Racial and economic issues were the other top priorities cited by Democrats. Race relations rated especially highly among Black voters, picked by 58%, nearly the same percentage that selected the pandemic.
Among Latino voters, pandemic relief topped the list by a significant margin, cited by about 6 in 10, followed closely by the economy. Healthcare and immigration were next, each cited by just over a third of Latino voters.
Among Asian Americans and Pacific Islanders, the pattern was roughly similar: the virus followed by the economy, with healthcare, race relations and climate change all grouped closely together in third place.
Republicans offered a distinctly different list to pollsters. Strengthening the economy was their principal concern; election reform, national security and the federal budget deficit were roughly tied for second.
The contrast with the majority of California voters was especially sharp among the Republican voters who said their top loyalty was to Trump, not the party.
Among that group, just over half said election reform should be the top priority. That result reflects the widespread but false belief among Trump supporters that Biden’s victory in the 2020 election depended on cheating or vote rigging.
Trump loyalists also listed immigration among their top five priorities. Just 4% cited race relations, and 1% listed climate change. Coronavirus relief was listed as a priority by 17% of those loyal to the last president.
Republicans were generally pessimistic about the chances for progress on the issues they care about most. Only 16% of GOP voters said they thought such progress was likely, while 83% called it unlikely. Trump loyalists were especially pessimistic, with 95% calling progress on the issues they consider priorities unlikely.
Democrats (at 84%) and nonpartisan voters (60%) were far more likely to say they expected to see progress on their issues.
Although Democratic moderates and progressives have strong differences, Biden managed to keep the party united behind him during the general campaign, and his early moves have continued that pattern.

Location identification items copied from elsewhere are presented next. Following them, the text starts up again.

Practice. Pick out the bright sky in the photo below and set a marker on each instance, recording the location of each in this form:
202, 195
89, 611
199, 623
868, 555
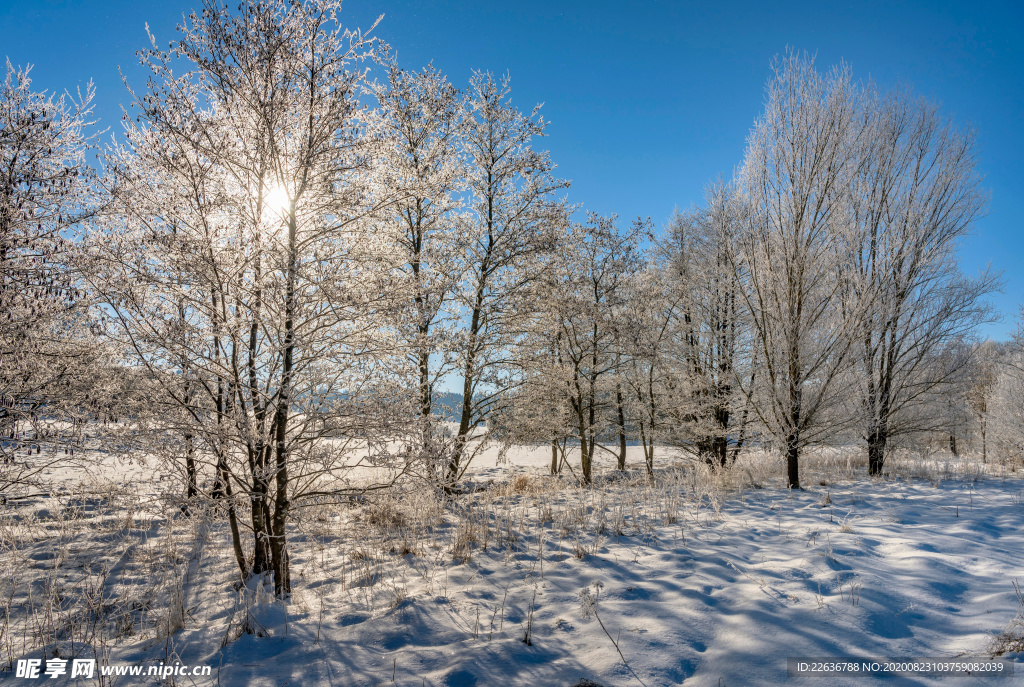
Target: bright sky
648, 101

Biden pledged to pick a Cabinet that reflected the country’s racial and ethnic diversity. A 62% majority of California voters in the poll rated his choices as good or excellent on that score. The ratings were roughly consistent across the state’s major racial and ethnic groups.
Voters gave similarly positive ratings when asked whether Biden’s selections properly included both men and women.

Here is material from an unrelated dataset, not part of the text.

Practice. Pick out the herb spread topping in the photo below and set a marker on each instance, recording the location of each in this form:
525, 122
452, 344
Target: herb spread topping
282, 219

Asked to judge how well Biden did at including both moderates and progressives, 61% of Democrats gave a positive rating, with 7% calling his picks poor and 33% rating them fair or saying they didn’t know. Voters who called themselves somewhat liberal were the most favorable; those who identified themselves as moderates or strongly liberal were somewhat less so.
The Berkeley IGS poll, supervised by Mark DiCamillo, was conducted online in English and Spanish from Jan. 23 to Jan. 29 among 10,357 registered California voters. The margin of error for the full sample is about 2 percentage points in either direction. Details on the questions, methodology and data can be found at the Berkeley IGS website.